Di fronte a questo ampio programma le forze politiche europee hanno espresso le loro legittime valutazioni e hanno pronunciato – a scrutinio segreto (forse non la via migliore per unire responsabilità e trasparenza) – dei Sì e dei No di peso: vale per il sostegno alla candidata Presidente da parte di PPE, Renew Europe, larga parte dei S&D e anche del M5S, così come per il voto contrario dei Verdi, della sinistra radicale, dei sovranisti (Lega inclusa) e dei conservatori (PiS polacco escluso). Rimane il dubbio che talune scelte europee siano ancora condizionate da scenari e tensioni nazionali (valga per tutti il caso della Germania), ma anche questo è indice e parte di un processo in divenire.

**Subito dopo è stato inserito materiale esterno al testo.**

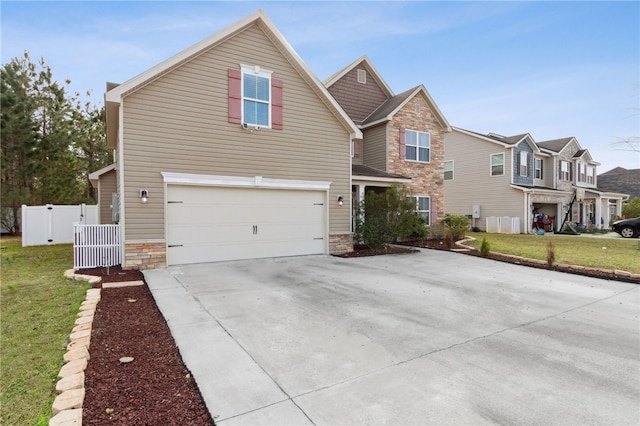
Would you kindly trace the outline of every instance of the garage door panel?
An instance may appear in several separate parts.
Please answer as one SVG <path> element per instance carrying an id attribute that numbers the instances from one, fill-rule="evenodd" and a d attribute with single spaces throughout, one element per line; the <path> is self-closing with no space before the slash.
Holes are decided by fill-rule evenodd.
<path id="1" fill-rule="evenodd" d="M 323 191 L 169 185 L 168 263 L 324 253 L 325 199 Z"/>

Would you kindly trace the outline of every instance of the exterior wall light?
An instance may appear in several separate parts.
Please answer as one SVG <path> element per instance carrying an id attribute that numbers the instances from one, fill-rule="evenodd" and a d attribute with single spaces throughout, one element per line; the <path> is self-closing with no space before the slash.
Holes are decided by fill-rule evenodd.
<path id="1" fill-rule="evenodd" d="M 344 203 L 344 197 L 342 195 L 338 195 L 338 205 L 341 206 Z"/>
<path id="2" fill-rule="evenodd" d="M 147 201 L 149 201 L 149 191 L 146 189 L 140 190 L 140 201 L 142 204 L 147 204 Z"/>

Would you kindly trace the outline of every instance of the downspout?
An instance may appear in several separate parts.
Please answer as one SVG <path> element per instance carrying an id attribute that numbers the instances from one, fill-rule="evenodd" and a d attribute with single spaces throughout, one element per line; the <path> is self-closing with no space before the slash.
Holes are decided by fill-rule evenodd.
<path id="1" fill-rule="evenodd" d="M 125 267 L 125 197 L 124 197 L 124 103 L 122 97 L 120 98 L 120 105 L 118 105 L 118 192 L 120 197 L 118 199 L 118 209 L 120 217 L 118 224 L 120 225 L 120 258 L 122 259 L 122 269 Z"/>

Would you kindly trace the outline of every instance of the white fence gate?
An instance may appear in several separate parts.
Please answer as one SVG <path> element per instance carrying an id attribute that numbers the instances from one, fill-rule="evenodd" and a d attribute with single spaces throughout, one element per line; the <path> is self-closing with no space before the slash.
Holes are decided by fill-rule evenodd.
<path id="1" fill-rule="evenodd" d="M 487 217 L 486 231 L 494 234 L 519 234 L 520 218 L 509 216 Z"/>
<path id="2" fill-rule="evenodd" d="M 73 224 L 98 224 L 98 206 L 22 206 L 22 246 L 68 244 L 73 240 Z"/>
<path id="3" fill-rule="evenodd" d="M 122 264 L 120 225 L 73 225 L 73 268 Z"/>

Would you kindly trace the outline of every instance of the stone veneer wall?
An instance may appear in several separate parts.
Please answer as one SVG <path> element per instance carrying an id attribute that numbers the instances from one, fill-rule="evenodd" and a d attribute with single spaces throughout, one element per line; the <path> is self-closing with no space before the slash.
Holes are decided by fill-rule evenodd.
<path id="1" fill-rule="evenodd" d="M 416 104 L 420 105 L 420 114 L 416 113 Z M 430 162 L 420 163 L 400 159 L 400 128 L 429 132 L 431 134 Z M 422 95 L 411 99 L 398 111 L 387 126 L 389 141 L 389 169 L 411 178 L 407 184 L 413 195 L 430 196 L 435 201 L 438 222 L 444 219 L 444 135 L 442 124 L 437 120 L 427 100 Z M 432 203 L 433 203 L 432 201 Z"/>
<path id="2" fill-rule="evenodd" d="M 331 234 L 329 235 L 329 253 L 342 254 L 353 251 L 353 234 Z"/>
<path id="3" fill-rule="evenodd" d="M 164 241 L 124 243 L 123 269 L 155 269 L 167 266 L 167 246 Z"/>

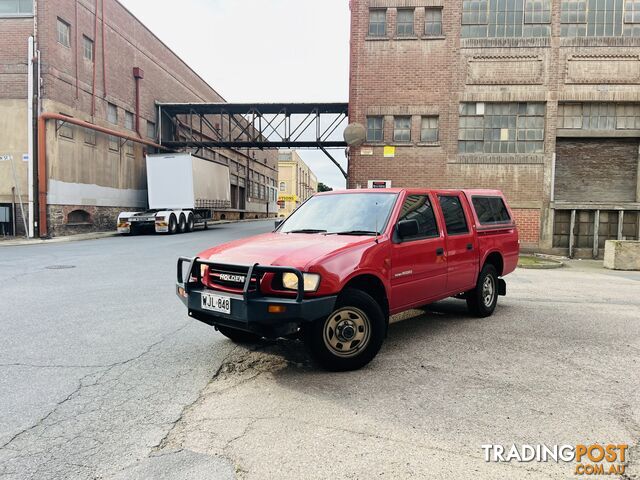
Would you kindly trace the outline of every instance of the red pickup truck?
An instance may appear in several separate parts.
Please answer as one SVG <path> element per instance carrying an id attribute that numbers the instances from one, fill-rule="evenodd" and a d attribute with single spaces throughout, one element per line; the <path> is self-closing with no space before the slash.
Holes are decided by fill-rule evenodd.
<path id="1" fill-rule="evenodd" d="M 325 368 L 354 370 L 390 315 L 447 297 L 491 315 L 518 253 L 496 190 L 329 192 L 271 233 L 181 257 L 176 290 L 192 318 L 236 342 L 301 337 Z"/>

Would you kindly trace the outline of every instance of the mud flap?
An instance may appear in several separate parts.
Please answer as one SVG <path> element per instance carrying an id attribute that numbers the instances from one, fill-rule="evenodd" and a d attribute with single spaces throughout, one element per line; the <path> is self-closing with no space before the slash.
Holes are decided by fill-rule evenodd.
<path id="1" fill-rule="evenodd" d="M 507 282 L 502 278 L 498 279 L 498 295 L 504 297 L 507 294 Z"/>

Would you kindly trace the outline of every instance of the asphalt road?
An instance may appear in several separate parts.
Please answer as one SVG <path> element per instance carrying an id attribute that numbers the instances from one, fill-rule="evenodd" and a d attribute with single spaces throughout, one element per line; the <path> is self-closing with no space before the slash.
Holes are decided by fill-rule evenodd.
<path id="1" fill-rule="evenodd" d="M 494 316 L 408 312 L 369 366 L 331 374 L 174 298 L 175 257 L 271 225 L 0 247 L 0 477 L 572 478 L 481 445 L 605 442 L 633 446 L 639 478 L 640 273 L 517 270 Z"/>

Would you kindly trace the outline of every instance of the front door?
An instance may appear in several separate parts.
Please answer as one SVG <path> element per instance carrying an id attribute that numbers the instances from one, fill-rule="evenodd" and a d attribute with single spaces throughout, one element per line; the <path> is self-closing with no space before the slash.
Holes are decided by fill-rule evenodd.
<path id="1" fill-rule="evenodd" d="M 439 194 L 438 202 L 447 231 L 447 291 L 466 292 L 478 277 L 478 246 L 470 227 L 471 212 L 460 193 Z"/>
<path id="2" fill-rule="evenodd" d="M 391 309 L 425 305 L 446 289 L 447 262 L 444 235 L 438 228 L 428 195 L 408 195 L 398 221 L 416 220 L 415 237 L 394 233 L 391 254 Z"/>

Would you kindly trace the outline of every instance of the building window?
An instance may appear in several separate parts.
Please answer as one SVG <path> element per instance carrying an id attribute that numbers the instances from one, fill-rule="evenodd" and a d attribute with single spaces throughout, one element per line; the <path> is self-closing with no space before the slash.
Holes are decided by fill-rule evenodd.
<path id="1" fill-rule="evenodd" d="M 153 138 L 153 139 L 156 138 L 156 124 L 148 120 L 147 120 L 147 137 Z"/>
<path id="2" fill-rule="evenodd" d="M 91 215 L 86 210 L 74 210 L 67 215 L 67 225 L 91 224 Z"/>
<path id="3" fill-rule="evenodd" d="M 287 184 L 285 182 L 280 182 L 280 191 L 284 192 L 287 189 Z"/>
<path id="4" fill-rule="evenodd" d="M 382 142 L 384 139 L 384 118 L 367 117 L 367 141 Z"/>
<path id="5" fill-rule="evenodd" d="M 396 35 L 398 37 L 412 37 L 415 35 L 413 30 L 414 9 L 399 8 L 396 21 Z"/>
<path id="6" fill-rule="evenodd" d="M 551 0 L 464 0 L 461 35 L 463 38 L 548 37 L 551 35 Z"/>
<path id="7" fill-rule="evenodd" d="M 422 117 L 420 141 L 435 143 L 438 141 L 438 117 Z"/>
<path id="8" fill-rule="evenodd" d="M 33 15 L 33 0 L 0 0 L 0 17 Z"/>
<path id="9" fill-rule="evenodd" d="M 128 130 L 133 130 L 133 113 L 124 111 L 124 127 Z"/>
<path id="10" fill-rule="evenodd" d="M 387 11 L 369 11 L 369 36 L 384 37 L 387 35 Z"/>
<path id="11" fill-rule="evenodd" d="M 70 115 L 66 115 L 62 112 L 60 112 L 60 115 L 71 118 Z M 73 139 L 73 126 L 70 123 L 58 120 L 58 132 L 61 137 Z"/>
<path id="12" fill-rule="evenodd" d="M 411 141 L 411 117 L 395 117 L 393 119 L 393 141 Z"/>
<path id="13" fill-rule="evenodd" d="M 640 0 L 562 0 L 563 37 L 640 36 Z"/>
<path id="14" fill-rule="evenodd" d="M 561 103 L 558 128 L 581 130 L 640 130 L 640 104 Z"/>
<path id="15" fill-rule="evenodd" d="M 418 233 L 403 241 L 421 240 L 440 235 L 433 207 L 426 195 L 409 195 L 402 205 L 398 221 L 415 220 L 418 222 Z"/>
<path id="16" fill-rule="evenodd" d="M 86 35 L 82 36 L 82 51 L 84 58 L 93 62 L 93 40 Z"/>
<path id="17" fill-rule="evenodd" d="M 462 103 L 460 153 L 544 152 L 544 103 Z"/>
<path id="18" fill-rule="evenodd" d="M 444 216 L 444 223 L 447 227 L 448 235 L 463 235 L 469 233 L 467 218 L 464 215 L 464 208 L 460 198 L 450 195 L 438 195 L 440 208 Z"/>
<path id="19" fill-rule="evenodd" d="M 91 128 L 84 129 L 84 143 L 87 145 L 96 145 L 96 131 Z"/>
<path id="20" fill-rule="evenodd" d="M 120 151 L 120 139 L 118 137 L 109 135 L 109 150 L 111 150 L 112 152 Z"/>
<path id="21" fill-rule="evenodd" d="M 427 37 L 442 36 L 442 9 L 427 8 L 424 12 L 424 34 Z"/>
<path id="22" fill-rule="evenodd" d="M 71 25 L 64 20 L 58 18 L 58 43 L 61 43 L 65 47 L 70 47 L 69 43 Z"/>
<path id="23" fill-rule="evenodd" d="M 118 107 L 113 103 L 107 103 L 107 120 L 114 125 L 118 124 Z"/>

Un Parlamento frammentato ha dato origine a una maggioranza risicata. Sulle decisioni nel corso della legislatura saranno certo possibili maggioranze diverse – difficile, ad esempio, che i Verdi rimangano insensibili a una «legge europea sul clima» adeguatamente strutturata. Ma il punto di fondo è che quello presentato dal/la candidato/a Presidente della Commissione dovrebbe diventare un programma di coalizione, discusso per tempo, coinvolgendo chi rappresenta gli Stati e chi rappresenta i cittadini e avendo i partiti politici europei quale loro luogo di raccordo. Solo così le potenzialità democratiche del sistema troveranno un punto di equilibrio dinamico, a beneficio degli elettori. I partiti politici europei hanno davanti un quinquennio per strutturarsi e prepararsi alla nuove sfide. Nel 2024 non saranno possibili scuse o recriminazioni.